Evans, Kashechkin et Coppel ont pris une dizaine de secondes d’avance sur le peloton.
Toujours dans la descente menant à Saint-Vallierles attaquants s’agitent pour s’extraire du peloton...
Le peloton roule maintenant groupé, au km 180.
Le peloton a repris Pierre Rolland, à 9 km de l’arrivée, et c’est maintenant Cyril Gautier qui se lance à la poursuite d’Irizar dans la descente.
Edet et Vanmarcke sont passés au sommet avec 12’’ de retard sur Irizar, mais Pierre Rolland est sorti du peloton dans la dernière partie de l’ascension, et tente de combletr son retard sur Irizar.
Le coureur de RadioShack-Nissan a 14’’ d’avance sur ses deux premiers poursuivants, Edet (COF) et Vanmarcke (GRM).

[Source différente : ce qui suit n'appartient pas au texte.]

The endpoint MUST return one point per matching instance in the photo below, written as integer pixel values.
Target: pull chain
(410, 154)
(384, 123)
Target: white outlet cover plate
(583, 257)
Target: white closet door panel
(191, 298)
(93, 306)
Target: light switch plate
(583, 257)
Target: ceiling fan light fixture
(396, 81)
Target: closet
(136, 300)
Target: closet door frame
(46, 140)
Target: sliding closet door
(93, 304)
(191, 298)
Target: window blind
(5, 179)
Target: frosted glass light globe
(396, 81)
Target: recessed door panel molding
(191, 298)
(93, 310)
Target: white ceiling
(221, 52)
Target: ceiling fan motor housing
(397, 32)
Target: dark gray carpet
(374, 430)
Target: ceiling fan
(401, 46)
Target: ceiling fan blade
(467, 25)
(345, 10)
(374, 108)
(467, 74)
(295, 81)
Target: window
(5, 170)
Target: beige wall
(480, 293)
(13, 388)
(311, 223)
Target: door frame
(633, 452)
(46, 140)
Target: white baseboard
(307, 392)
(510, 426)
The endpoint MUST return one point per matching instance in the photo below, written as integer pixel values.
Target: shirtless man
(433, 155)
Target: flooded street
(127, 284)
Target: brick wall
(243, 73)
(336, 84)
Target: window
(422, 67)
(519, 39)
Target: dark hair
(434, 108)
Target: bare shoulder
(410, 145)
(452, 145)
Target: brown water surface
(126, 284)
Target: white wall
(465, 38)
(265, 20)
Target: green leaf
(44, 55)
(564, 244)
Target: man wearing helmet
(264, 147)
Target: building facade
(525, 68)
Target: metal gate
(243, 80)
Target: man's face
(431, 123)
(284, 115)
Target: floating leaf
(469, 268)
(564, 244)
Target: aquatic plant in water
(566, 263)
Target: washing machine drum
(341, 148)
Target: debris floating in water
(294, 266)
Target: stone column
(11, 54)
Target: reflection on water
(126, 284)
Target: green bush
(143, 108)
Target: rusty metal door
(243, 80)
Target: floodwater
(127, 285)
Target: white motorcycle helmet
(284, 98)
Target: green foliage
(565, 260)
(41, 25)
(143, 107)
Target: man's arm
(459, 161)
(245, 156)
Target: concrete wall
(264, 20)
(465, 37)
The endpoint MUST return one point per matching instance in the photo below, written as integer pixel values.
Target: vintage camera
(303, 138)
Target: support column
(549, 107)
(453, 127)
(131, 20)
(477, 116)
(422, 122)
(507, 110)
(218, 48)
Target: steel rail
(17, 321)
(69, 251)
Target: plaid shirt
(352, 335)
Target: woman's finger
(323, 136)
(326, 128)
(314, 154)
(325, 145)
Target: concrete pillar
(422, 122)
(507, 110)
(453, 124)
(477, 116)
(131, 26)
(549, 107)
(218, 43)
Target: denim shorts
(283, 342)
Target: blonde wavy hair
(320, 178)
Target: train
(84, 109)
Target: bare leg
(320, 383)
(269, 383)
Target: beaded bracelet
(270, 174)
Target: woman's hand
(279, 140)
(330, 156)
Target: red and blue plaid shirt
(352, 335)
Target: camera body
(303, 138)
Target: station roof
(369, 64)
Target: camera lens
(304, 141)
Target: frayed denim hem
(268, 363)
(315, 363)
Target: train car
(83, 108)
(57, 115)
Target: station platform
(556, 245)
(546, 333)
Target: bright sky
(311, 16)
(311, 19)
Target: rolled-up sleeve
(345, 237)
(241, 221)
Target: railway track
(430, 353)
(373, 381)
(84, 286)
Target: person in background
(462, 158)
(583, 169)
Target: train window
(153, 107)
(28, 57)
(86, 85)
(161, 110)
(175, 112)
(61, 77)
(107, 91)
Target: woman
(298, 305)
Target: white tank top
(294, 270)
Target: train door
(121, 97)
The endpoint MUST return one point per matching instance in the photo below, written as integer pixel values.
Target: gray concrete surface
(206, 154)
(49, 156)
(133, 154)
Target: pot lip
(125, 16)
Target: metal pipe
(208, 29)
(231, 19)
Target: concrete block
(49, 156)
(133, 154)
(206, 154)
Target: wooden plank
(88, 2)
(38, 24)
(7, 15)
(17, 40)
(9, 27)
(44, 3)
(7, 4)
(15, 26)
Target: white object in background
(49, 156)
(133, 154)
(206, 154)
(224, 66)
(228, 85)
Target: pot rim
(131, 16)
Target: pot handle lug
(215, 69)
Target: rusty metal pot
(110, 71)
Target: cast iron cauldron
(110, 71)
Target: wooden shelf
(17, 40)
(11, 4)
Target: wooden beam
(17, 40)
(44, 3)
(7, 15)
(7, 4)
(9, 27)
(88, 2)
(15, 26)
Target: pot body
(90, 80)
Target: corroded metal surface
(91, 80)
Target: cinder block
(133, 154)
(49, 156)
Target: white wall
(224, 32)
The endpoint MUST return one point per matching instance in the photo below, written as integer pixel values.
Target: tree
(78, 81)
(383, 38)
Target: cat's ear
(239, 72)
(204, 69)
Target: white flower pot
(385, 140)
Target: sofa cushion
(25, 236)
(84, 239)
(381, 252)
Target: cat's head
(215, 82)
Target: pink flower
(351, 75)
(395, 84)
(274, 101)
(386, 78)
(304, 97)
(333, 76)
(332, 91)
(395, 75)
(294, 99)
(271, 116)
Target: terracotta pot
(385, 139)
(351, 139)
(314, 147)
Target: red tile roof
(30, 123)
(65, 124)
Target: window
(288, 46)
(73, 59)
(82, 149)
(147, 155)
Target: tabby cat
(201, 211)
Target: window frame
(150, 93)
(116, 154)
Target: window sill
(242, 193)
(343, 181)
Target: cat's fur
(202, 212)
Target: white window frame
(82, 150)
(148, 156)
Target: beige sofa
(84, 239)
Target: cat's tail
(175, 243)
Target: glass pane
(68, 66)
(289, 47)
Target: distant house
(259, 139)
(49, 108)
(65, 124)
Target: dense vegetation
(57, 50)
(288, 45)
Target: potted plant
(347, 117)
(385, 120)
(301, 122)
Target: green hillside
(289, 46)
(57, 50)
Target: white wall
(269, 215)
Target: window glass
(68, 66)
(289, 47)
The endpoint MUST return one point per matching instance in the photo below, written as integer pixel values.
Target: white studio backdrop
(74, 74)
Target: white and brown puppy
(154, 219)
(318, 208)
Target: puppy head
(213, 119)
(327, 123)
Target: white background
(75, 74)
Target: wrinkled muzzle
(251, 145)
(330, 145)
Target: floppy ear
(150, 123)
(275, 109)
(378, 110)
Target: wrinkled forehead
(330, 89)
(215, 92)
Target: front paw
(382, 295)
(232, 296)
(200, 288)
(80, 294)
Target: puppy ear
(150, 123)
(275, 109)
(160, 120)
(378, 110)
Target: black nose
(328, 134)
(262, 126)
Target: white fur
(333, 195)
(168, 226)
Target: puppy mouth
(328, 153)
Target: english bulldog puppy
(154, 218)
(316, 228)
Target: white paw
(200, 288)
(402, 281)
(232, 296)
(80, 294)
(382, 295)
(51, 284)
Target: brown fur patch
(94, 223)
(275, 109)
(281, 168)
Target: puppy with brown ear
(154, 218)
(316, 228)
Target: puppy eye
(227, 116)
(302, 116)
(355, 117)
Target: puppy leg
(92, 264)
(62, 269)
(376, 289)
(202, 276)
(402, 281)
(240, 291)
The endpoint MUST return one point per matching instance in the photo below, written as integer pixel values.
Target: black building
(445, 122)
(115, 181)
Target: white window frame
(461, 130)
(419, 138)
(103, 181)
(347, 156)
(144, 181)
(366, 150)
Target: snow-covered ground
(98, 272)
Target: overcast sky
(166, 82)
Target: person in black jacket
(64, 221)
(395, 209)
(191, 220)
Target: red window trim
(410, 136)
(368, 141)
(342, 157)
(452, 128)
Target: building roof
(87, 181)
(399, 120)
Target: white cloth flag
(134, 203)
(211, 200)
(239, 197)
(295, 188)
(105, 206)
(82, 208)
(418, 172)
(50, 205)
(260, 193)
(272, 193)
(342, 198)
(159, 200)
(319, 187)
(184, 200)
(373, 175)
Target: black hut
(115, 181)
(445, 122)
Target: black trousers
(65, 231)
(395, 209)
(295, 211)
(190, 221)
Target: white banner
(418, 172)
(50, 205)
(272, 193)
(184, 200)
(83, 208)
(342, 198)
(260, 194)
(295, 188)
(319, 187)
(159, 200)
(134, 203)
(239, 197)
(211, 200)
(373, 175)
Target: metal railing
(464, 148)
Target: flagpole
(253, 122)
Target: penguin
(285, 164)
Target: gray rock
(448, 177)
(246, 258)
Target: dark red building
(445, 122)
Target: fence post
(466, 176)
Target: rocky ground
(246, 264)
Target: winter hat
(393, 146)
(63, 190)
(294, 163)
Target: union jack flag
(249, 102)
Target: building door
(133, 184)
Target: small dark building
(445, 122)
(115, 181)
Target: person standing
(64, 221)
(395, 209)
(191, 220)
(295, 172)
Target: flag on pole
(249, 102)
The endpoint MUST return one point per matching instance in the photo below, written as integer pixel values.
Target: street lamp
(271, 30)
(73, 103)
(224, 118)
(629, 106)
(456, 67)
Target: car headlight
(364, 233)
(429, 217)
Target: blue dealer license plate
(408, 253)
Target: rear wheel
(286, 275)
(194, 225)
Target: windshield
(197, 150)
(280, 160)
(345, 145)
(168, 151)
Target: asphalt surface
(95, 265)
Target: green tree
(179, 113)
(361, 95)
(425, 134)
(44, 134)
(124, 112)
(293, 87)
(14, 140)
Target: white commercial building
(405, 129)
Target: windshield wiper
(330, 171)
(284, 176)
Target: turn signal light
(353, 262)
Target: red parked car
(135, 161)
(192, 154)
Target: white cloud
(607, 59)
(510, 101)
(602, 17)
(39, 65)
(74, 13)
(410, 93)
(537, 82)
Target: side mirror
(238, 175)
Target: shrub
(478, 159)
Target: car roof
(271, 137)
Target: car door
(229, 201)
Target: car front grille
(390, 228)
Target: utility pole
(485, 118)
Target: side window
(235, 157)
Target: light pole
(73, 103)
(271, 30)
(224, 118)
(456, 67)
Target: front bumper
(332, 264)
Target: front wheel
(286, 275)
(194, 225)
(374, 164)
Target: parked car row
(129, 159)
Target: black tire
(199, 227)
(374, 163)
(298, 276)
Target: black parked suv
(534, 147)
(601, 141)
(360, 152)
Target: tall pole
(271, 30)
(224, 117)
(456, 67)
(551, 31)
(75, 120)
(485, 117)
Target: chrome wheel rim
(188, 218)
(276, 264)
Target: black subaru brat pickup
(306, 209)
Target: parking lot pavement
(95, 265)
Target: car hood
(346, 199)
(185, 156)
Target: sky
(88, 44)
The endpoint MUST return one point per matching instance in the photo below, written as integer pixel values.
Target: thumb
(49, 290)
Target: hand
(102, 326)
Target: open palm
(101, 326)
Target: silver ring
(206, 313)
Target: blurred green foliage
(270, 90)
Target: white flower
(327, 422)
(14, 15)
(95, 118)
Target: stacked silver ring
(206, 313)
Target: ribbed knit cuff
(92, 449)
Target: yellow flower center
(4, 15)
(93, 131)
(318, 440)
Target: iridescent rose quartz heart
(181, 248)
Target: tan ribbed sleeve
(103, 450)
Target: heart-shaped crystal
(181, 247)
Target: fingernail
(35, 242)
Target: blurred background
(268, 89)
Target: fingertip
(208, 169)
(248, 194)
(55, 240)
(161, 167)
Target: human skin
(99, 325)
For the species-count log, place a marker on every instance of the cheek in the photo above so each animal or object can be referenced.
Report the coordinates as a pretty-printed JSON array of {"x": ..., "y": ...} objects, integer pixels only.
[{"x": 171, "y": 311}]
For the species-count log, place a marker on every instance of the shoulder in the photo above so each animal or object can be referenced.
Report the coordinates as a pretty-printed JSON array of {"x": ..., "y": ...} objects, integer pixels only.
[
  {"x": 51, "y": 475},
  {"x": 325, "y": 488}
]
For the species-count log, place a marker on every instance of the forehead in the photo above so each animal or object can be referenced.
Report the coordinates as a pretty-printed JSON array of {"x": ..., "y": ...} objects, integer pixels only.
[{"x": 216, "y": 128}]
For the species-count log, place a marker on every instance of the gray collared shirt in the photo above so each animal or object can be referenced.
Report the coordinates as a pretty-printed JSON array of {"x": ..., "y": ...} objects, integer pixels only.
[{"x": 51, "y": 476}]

A 1 km du sommet, le coureur espagnol quitte ses compagnons d’échappée, Markel Irizar (Esp-RNT), Nicolas Edet (Fra-COF) et Sep Vanmarcke (Bel-GRM).
Le Luxembourgeois n’arrive pas à suivre le rythme du peloton.
Fédrigo et Westra sont distancés par le peloton principal.
Le sprinteur d’Argos doit s’arrêter sur un incident mécanique.
Markel Irizar (Esp-RNT), Nicolas Edet (Fra-COF), Sep Vanmarcke (Bel-GRM) et Maarten Tjallingii (Hol-RAB) rentrent dans la côte de la Sizeranne, longue de 2,9 km. Le peloton n’a plus que 48’’ de retard sur la tête de course.
A 12 kilomètres de l’arrivée, ils sont distancés par leurs anciens compagnons d’échappée.
En cas d’arrivée massive à Saint-Vallier, les yeux seront braqués sur John Degenkolb, le sprinteur de l’équipe Argos. Il pourrait avoir comme principaux rivaux Gerald Ciolek (OPQ), Michel Matthews (RAB), JJ. Haedo (SAX), Nacer Bouhanni (FDJ), B.Bozic (AST), S.Hinault (ALM), L.Howard (OGE) ou encore E.Boasson Hagen (SKY)...
L’écart entre le peloton et la tête de course est maintenant de 1’30’’. Il reste une côte à affronter, à moins de 10 km de l’arrivée, pour les sprinteurs qui semblent intéressés par une explication groupée à Saint-Vallier.
Dans la traversée d’Anneyron, la marge des échappés n’est plus que de 1’40’’. Loin derrière, Samuel Sanchez roules avec 15’ de retard sur le peloton.
Plusieurs coureurs de l’équipe belge emmènent le peloton, où l’on repère également des maillots de Rabobank dans les premiers rangs.
Le champion d’Australie a été attendu par Simon Clarke, qui l’aide à revenir dans le peloton après sa chute au km 156.
Giovanni Bernaudeau (Fra-EUC), Markel Irizar (Esp-RNT), Nicolas Edet (Fra-COF), Sep Vanmarcke (Bel-GRM), Maarten Tjallingii (Hol-RAB) et Yukihiro Doi (Jap-ARG) roulent maintenant sous le contrôle du peloton.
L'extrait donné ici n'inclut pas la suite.